Mars est le monde que nous pourrions faire de notre Terre en quelques dizaines de siècles, si nous ne l'abandonnions, nous, les savants, à la foule ignorante et ingrate ; Mars, c'est la Terre assagie par quelques millénaires de science et de sagesse, une sœur aînée de notre monde. Nous nous y acclimaterons facilement, car elle se trouve à peu près dans les conditions biologiques que nous connaissons ici ; son volume est approximativement celui de notre globe ; sa géographie même est presque analogue : les jours à peine plus longs : ses saisons très sensiblement comparables ; ses années sont de 687 jours terrestres il est vrai ; mais qu'est-ce que cela peut nous faire ? Nous y économiserons quelques cartes de visite.
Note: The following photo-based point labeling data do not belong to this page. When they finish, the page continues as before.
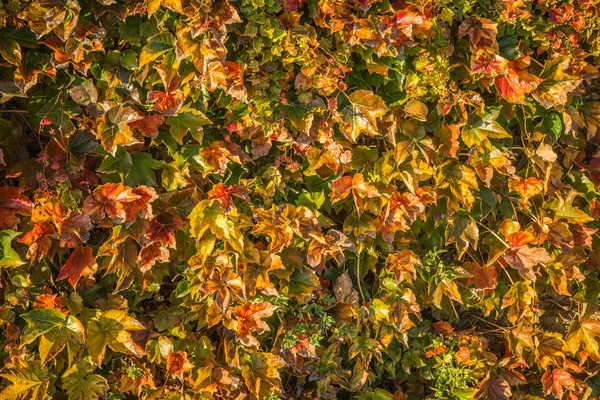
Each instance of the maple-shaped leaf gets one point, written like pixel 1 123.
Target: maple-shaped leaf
pixel 81 384
pixel 228 76
pixel 495 388
pixel 582 334
pixel 114 128
pixel 463 232
pixel 208 215
pixel 224 194
pixel 490 65
pixel 27 381
pixel 556 381
pixel 520 301
pixel 157 46
pixel 557 84
pixel 523 257
pixel 479 130
pixel 178 364
pixel 12 202
pixel 362 114
pixel 9 258
pixel 162 229
pixel 174 5
pixel 513 85
pixel 261 373
pixel 458 182
pixel 80 263
pixel 56 332
pixel 403 264
pixel 110 199
pixel 148 125
pixel 167 103
pixel 189 121
pixel 113 329
pixel 482 277
pixel 482 34
pixel 249 318
pixel 355 185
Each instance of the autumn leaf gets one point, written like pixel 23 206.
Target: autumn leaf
pixel 12 202
pixel 56 332
pixel 80 384
pixel 582 334
pixel 557 381
pixel 362 114
pixel 343 186
pixel 112 328
pixel 80 263
pixel 517 82
pixel 9 258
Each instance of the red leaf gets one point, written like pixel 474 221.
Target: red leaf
pixel 12 202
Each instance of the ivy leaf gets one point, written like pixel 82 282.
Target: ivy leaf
pixel 81 262
pixel 55 331
pixel 186 122
pixel 12 202
pixel 481 130
pixel 27 381
pixel 113 329
pixel 114 129
pixel 583 334
pixel 9 258
pixel 157 45
pixel 362 114
pixel 556 381
pixel 80 384
pixel 142 165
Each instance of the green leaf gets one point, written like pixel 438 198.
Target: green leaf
pixel 80 384
pixel 157 46
pixel 186 122
pixel 9 258
pixel 141 172
pixel 121 162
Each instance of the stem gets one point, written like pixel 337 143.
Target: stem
pixel 357 273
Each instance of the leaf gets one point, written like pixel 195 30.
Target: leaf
pixel 416 109
pixel 483 129
pixel 464 233
pixel 582 334
pixel 9 258
pixel 261 373
pixel 157 45
pixel 142 165
pixel 495 388
pixel 28 381
pixel 12 202
pixel 113 329
pixel 556 381
pixel 56 332
pixel 517 82
pixel 186 122
pixel 557 84
pixel 209 216
pixel 80 263
pixel 114 128
pixel 362 114
pixel 80 384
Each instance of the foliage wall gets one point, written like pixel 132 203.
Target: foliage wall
pixel 333 199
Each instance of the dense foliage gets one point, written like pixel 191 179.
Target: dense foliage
pixel 262 199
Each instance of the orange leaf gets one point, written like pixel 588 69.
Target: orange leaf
pixel 12 202
pixel 81 262
pixel 556 381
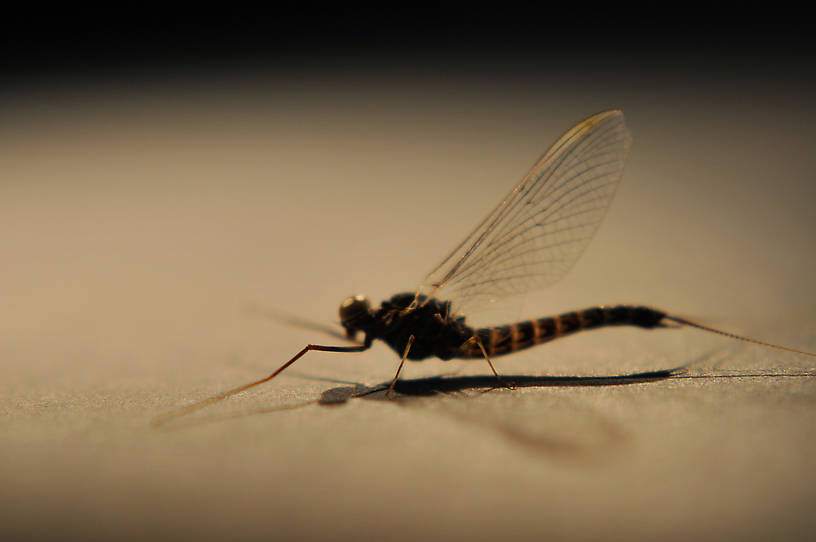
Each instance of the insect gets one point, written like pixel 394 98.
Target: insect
pixel 530 240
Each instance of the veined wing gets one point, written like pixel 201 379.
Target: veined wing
pixel 540 229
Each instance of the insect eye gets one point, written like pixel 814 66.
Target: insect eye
pixel 353 308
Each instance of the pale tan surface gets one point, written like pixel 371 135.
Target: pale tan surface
pixel 134 228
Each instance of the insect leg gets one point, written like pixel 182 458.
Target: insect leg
pixel 487 358
pixel 221 396
pixel 402 362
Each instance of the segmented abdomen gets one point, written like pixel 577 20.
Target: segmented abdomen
pixel 511 338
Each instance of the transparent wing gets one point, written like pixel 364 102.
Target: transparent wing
pixel 537 233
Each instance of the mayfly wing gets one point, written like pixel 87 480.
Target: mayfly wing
pixel 540 229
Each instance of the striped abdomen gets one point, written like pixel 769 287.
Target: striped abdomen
pixel 506 339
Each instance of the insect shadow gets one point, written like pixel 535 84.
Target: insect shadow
pixel 437 385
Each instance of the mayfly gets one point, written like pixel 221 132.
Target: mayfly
pixel 530 240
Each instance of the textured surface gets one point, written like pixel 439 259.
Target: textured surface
pixel 135 232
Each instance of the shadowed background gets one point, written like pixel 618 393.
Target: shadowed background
pixel 162 189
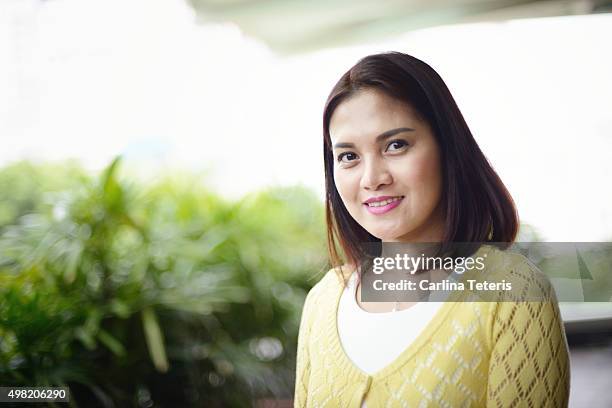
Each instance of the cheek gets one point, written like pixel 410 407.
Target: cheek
pixel 423 175
pixel 347 186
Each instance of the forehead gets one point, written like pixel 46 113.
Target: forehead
pixel 368 113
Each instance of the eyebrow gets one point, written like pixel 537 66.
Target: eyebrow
pixel 379 138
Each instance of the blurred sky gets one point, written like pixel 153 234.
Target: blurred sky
pixel 92 79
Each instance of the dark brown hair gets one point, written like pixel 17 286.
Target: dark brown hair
pixel 477 206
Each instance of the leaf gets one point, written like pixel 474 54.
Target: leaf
pixel 112 343
pixel 155 340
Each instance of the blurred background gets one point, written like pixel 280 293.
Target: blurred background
pixel 161 176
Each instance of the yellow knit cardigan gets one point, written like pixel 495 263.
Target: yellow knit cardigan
pixel 471 354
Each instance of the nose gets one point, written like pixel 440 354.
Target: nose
pixel 375 175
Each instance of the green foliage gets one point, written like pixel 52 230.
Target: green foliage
pixel 162 294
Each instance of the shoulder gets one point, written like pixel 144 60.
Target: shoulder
pixel 326 288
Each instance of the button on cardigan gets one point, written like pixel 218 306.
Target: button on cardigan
pixel 471 354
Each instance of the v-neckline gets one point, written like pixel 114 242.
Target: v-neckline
pixel 408 353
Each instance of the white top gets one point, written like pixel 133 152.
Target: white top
pixel 373 340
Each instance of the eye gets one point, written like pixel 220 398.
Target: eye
pixel 396 145
pixel 347 155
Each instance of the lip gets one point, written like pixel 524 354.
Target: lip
pixel 379 198
pixel 385 208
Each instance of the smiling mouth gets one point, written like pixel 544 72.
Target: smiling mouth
pixel 384 202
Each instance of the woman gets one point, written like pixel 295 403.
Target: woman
pixel 402 166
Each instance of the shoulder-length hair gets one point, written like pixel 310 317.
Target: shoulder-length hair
pixel 478 207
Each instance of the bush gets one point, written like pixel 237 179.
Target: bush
pixel 164 294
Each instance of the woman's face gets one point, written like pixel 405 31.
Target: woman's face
pixel 387 168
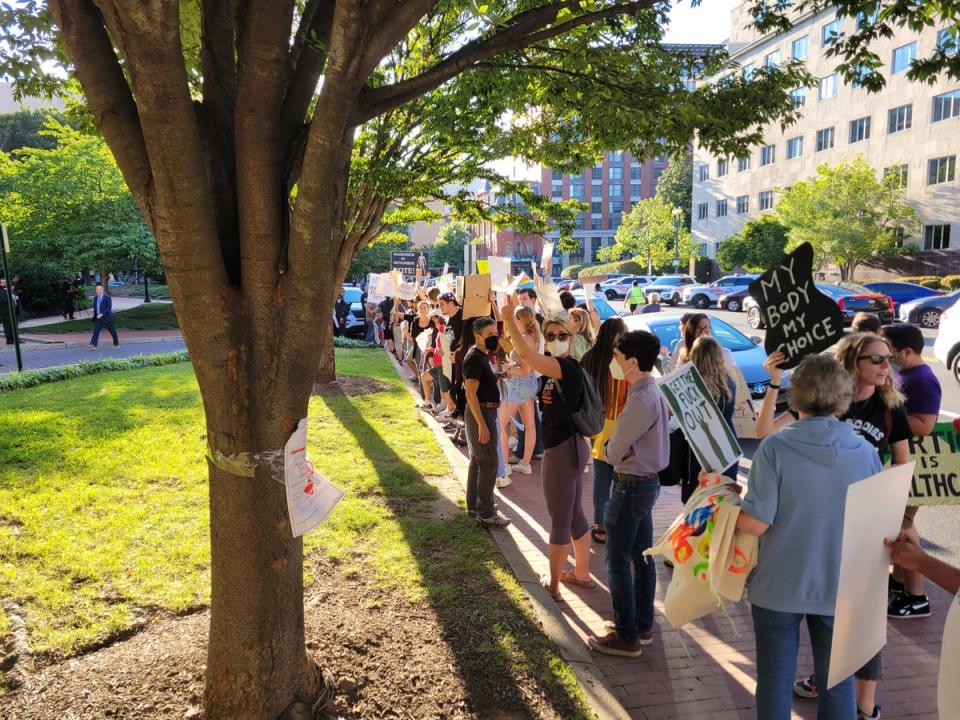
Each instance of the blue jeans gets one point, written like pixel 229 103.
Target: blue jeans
pixel 602 479
pixel 778 638
pixel 632 577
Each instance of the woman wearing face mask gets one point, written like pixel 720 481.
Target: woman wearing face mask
pixel 565 451
pixel 608 375
pixel 878 415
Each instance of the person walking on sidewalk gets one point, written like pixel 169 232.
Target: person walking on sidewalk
pixel 638 450
pixel 102 317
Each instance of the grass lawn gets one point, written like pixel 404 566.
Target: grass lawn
pixel 155 316
pixel 103 512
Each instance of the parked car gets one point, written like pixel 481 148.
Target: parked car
pixel 927 312
pixel 618 288
pixel 901 292
pixel 733 301
pixel 850 297
pixel 748 354
pixel 669 287
pixel 946 348
pixel 703 296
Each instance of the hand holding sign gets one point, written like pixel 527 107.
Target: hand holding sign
pixel 800 319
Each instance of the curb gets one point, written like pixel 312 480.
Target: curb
pixel 553 622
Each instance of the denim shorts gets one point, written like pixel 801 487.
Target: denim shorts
pixel 521 389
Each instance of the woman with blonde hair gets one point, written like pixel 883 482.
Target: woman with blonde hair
pixel 582 332
pixel 877 414
pixel 521 388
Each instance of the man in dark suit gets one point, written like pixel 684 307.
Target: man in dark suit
pixel 102 317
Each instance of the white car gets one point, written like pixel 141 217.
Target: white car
pixel 946 348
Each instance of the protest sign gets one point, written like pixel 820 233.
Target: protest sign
pixel 546 258
pixel 873 512
pixel 476 296
pixel 310 496
pixel 800 319
pixel 710 438
pixel 936 477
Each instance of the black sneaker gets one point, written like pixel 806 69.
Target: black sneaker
pixel 909 606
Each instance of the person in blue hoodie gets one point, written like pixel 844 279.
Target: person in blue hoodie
pixel 795 504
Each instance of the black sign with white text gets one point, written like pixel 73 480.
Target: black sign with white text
pixel 800 319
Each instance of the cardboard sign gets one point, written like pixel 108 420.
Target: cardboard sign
pixel 873 512
pixel 936 477
pixel 800 319
pixel 310 496
pixel 476 296
pixel 546 258
pixel 709 436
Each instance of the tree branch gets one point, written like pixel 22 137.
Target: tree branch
pixel 520 32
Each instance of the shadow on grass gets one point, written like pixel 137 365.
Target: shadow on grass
pixel 484 626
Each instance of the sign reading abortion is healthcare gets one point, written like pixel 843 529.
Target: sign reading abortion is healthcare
pixel 800 319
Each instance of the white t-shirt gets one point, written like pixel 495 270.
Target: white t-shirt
pixel 948 689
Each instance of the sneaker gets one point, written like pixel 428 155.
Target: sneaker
pixel 806 688
pixel 909 606
pixel 612 645
pixel 498 520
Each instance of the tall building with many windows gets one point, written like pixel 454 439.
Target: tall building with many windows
pixel 910 128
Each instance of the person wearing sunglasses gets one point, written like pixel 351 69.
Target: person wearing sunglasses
pixel 566 452
pixel 877 414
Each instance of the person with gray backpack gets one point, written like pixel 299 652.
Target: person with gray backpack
pixel 572 412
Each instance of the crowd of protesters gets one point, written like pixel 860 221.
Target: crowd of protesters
pixel 518 380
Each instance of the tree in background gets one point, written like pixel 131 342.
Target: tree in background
pixel 847 214
pixel 647 234
pixel 448 247
pixel 675 186
pixel 69 204
pixel 759 245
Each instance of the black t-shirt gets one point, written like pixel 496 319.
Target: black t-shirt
pixel 870 419
pixel 557 422
pixel 476 366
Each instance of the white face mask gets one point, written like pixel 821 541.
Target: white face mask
pixel 557 348
pixel 616 372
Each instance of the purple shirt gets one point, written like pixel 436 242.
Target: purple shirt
pixel 922 389
pixel 641 443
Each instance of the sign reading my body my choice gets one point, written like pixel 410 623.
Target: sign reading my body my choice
pixel 800 319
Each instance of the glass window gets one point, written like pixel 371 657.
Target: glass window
pixel 828 87
pixel 798 51
pixel 900 118
pixel 860 129
pixel 936 237
pixel 946 106
pixel 794 147
pixel 824 139
pixel 902 57
pixel 899 172
pixel 829 33
pixel 940 170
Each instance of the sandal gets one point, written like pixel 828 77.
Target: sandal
pixel 545 584
pixel 570 578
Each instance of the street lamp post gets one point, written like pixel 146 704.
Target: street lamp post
pixel 677 216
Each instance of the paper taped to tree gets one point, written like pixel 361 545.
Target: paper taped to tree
pixel 800 319
pixel 310 496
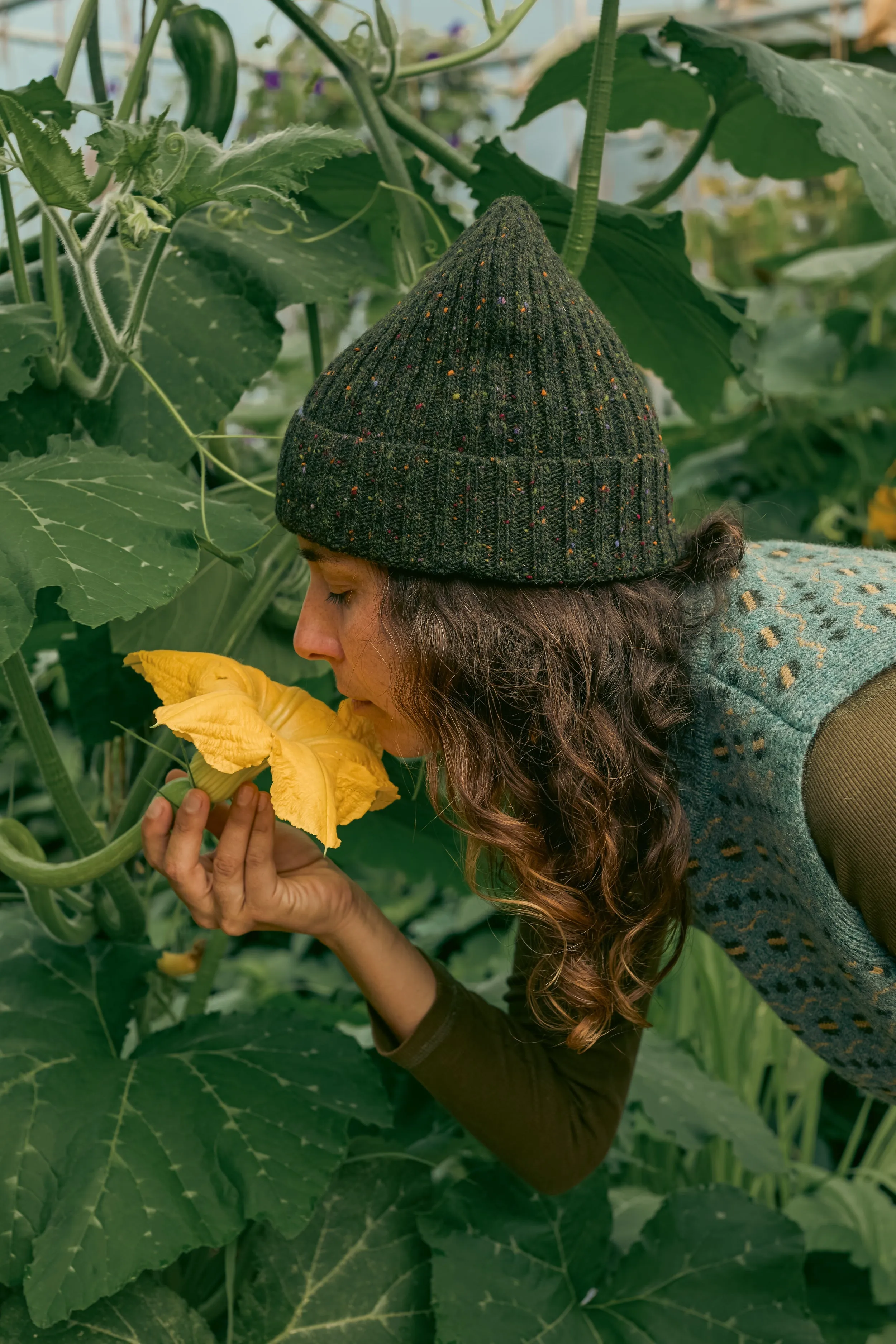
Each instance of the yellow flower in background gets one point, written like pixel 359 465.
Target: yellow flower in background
pixel 325 767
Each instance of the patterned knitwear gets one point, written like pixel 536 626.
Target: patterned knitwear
pixel 492 426
pixel 804 628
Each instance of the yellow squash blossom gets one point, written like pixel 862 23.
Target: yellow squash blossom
pixel 325 765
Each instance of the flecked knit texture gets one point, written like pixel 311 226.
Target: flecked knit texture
pixel 804 628
pixel 492 425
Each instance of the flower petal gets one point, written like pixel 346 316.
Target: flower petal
pixel 304 791
pixel 225 726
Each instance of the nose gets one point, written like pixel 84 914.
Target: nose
pixel 315 636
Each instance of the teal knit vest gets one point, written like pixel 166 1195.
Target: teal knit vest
pixel 802 628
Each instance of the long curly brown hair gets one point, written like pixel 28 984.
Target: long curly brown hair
pixel 549 713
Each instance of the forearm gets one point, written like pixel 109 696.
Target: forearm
pixel 393 975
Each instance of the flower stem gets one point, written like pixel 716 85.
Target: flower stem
pixel 671 185
pixel 202 986
pixel 127 920
pixel 499 32
pixel 585 208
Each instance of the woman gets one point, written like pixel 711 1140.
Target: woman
pixel 619 714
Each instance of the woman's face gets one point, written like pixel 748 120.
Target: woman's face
pixel 340 623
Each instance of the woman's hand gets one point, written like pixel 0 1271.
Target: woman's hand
pixel 262 876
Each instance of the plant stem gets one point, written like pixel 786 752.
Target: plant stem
pixel 500 32
pixel 261 595
pixel 202 986
pixel 129 920
pixel 95 61
pixel 14 245
pixel 428 140
pixel 411 224
pixel 315 339
pixel 585 208
pixel 198 444
pixel 131 334
pixel 72 874
pixel 135 84
pixel 80 27
pixel 671 185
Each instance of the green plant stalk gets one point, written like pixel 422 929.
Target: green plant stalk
pixel 500 32
pixel 315 339
pixel 80 29
pixel 428 140
pixel 585 206
pixel 129 919
pixel 260 596
pixel 671 185
pixel 95 61
pixel 202 986
pixel 411 224
pixel 14 245
pixel 135 84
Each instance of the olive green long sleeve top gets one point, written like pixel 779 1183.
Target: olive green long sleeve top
pixel 551 1113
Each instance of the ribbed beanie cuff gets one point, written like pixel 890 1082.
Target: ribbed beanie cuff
pixel 491 426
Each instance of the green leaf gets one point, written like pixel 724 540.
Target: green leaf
pixel 101 688
pixel 269 245
pixel 711 1265
pixel 115 533
pixel 269 167
pixel 840 1299
pixel 640 276
pixel 691 1107
pixel 43 99
pixel 210 334
pixel 358 1273
pixel 26 331
pixel 52 166
pixel 856 1217
pixel 647 85
pixel 853 108
pixel 132 150
pixel 209 1124
pixel 142 1314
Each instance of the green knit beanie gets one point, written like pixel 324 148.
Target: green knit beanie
pixel 491 426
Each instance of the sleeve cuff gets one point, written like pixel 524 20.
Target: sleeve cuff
pixel 432 1030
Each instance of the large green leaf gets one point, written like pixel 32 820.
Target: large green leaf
pixel 269 245
pixel 639 273
pixel 852 107
pixel 206 1125
pixel 518 1268
pixel 268 167
pixel 691 1107
pixel 359 1272
pixel 115 533
pixel 142 1314
pixel 210 334
pixel 52 166
pixel 647 85
pixel 26 331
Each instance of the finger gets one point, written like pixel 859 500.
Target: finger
pixel 183 869
pixel 154 830
pixel 261 870
pixel 229 865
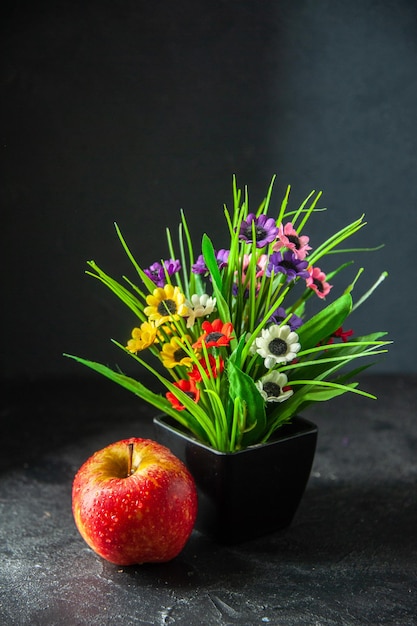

A vrai dire aussi, il y fait un peu plus froid que sur notre Terre ; la température moyenne de ce globe est de 25 degrés, celle de Mars de 9 ; nous en serons quittes pour nous fixer à la Côte d'Azur de ce monde là ; d'ailleurs les Martiens doivent être arrivés à un haut degré de développement scientifique et industriel et il est probable qu'ils ont imaginé des moyens de chauffage considérablement supérieurs aux nôtres. Il m'étonnerais qu'ils n'eussent pas quelque procédé de chauffage central qui maintint leurs cités et leurs campagnes à une agréable et douce température et ils chauffent vraisemblablement leurs voies publiques pendant la mauvaise saison.
Je ne doute point que ces messieurs nous accueillent avec joie et nous traitent fort bien, ce sont, je le gage, gens très affables, notre politesse doit être à la leur ce que la civilité d'un citoyen du Manyemba est à la mienne.
Ne leur apporterons-nous pas, au surplus, un sang jeune et vif, pour les raviver. Et en échange, que de choses nous pourrons d'eux apprendre !
Tout d'un coup l'avenir terrestre se dévoilera à nos yeux, ainsi qu'aux leurs nous montrerons le passé de longtemps enfoui. Je prépare ma valise ; hâtons-nous.